Time-evolution of fluctuations as signal of the phase transition dynamics in a QCD-assisted transport approach

TL;DR

This paper introduces a QCD-assisted transport model to study the time evolution of fluctuations near the QCD critical point, helping identify phase boundaries and critical regions in heavy-ion collision dynamics.

Contribution

It presents a novel non-equilibrium chiral fluid dynamics approach incorporating low energy QCD to analyze fluctuation evolution.

Findings

Estimated equilibration times of critical fluctuations.

Identified phase boundary and critical region near QCD critical point.

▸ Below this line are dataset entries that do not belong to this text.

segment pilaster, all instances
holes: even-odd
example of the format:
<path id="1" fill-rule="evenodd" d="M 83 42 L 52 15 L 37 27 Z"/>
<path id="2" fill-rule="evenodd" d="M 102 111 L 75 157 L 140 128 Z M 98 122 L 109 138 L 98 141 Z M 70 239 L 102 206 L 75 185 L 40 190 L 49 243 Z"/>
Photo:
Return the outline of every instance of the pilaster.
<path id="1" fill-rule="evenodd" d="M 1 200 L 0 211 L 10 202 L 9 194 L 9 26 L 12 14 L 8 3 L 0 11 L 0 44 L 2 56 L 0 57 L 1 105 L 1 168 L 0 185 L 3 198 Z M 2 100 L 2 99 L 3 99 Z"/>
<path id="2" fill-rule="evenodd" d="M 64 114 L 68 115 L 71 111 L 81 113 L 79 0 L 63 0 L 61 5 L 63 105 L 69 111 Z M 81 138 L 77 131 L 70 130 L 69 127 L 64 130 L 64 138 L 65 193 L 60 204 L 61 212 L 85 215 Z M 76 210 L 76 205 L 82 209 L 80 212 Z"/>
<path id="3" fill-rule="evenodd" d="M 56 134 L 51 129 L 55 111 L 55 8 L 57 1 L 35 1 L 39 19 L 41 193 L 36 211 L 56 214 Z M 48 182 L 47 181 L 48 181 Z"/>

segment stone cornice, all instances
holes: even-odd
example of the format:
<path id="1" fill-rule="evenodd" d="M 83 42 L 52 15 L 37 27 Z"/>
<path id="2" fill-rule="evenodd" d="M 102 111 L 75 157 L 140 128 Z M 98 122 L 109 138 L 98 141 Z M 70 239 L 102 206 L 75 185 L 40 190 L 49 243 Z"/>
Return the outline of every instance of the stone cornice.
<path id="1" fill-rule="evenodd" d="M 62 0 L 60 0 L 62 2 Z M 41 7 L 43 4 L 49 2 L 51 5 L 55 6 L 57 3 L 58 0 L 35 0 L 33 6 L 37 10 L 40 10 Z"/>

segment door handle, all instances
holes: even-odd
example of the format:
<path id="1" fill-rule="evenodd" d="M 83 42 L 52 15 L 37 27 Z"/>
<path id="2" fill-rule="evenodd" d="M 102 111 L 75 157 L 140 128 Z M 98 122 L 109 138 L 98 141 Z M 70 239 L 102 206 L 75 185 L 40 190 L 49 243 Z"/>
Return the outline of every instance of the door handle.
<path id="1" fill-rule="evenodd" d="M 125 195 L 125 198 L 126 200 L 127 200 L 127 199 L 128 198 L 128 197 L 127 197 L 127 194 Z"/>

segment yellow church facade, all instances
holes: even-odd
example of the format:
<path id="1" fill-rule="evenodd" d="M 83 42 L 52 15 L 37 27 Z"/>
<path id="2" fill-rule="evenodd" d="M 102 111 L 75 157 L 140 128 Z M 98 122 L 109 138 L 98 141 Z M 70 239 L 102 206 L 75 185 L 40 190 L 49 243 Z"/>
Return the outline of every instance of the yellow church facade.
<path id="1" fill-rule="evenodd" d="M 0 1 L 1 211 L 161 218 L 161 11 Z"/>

Analyzed kurtosis evolution in a non-expanding system.

Abstract

For the understanding of fluctuation measurements in heavy-ion collisions it is crucial to develop quantitatively reliable dynamical descriptions which take the non-perturbative nature of QCD near the phase transition into account. We discuss a novel QCD-assisted transport approach based on non-equilibrium chiral fluid dynamics and the effective action of low energy QCD. In this framework, we study the time-evolution of fluctuation measures of the critical mode, notably the kurtosis, for a non-expanding system. From this, we can estimate the equilibration times of critical mode fluctuations in the QCD phase diagram. These allow us to identify both the phase boundary and the critical region near the QCD critical point.